Time is of the essence
A “typical” time is of the essence clause:
Time is of the essence is a magic incantation that one puts into a contract to designate that, whatever else might go down, a party’s failure to comply with obligations within the stated time-frame is a fundamental breach justifying termination of contract, a plague upon your houses, apocalyptic horsemen on the ridge and so on.
But as always, the dear old courts of chancery have to have their say. In equity, time is only fundamental to a contract if:
- it is expressed to be “of the essence”; or
- Otherwise, the circumstances indicate the time limit must be complied with exactly;
- Where neither of the above applies, but one party has been unduly delaysome, the other can give notice requiring performance within a reasonable time, therefore making time of the essence.

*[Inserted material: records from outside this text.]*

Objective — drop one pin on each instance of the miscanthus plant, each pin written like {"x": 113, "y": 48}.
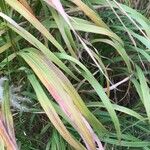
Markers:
{"x": 74, "y": 74}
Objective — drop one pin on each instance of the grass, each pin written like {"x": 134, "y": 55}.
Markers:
{"x": 74, "y": 75}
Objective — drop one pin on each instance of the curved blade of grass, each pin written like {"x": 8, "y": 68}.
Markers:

Grace periods and “the essence”
We have heard it argued that time being of the essence might override otherwise carefully negotiated grace periods. When challenged, the counsel in question was tongue-tied for a moment, before mumbling something about litigation over the Lehman administration but could not, ultimately supply any grounds, let alone actual authority, for this proposition. Time being of the essence means, more than anywhere, that one should assume the parties meant what precisely what they said. Here, one should pay exact attention to the time limits prescribed by a contract — including the grace periods so tediously injected into it — not ignore them.
- Or “time shall be of the essence”, or “time shall be deemed to be on or about the essence” — let your imaginations run wild.
- Parkin v Thorold (1852) 16Beav. 59 .
- As we all know, the Lehman administration was, in the Harry Potter universe, a Horcrux and, in our own, charted a new portion of legal space-time where normal rules of Euclidean geometry do not apply.
- Please write in if you can think of one.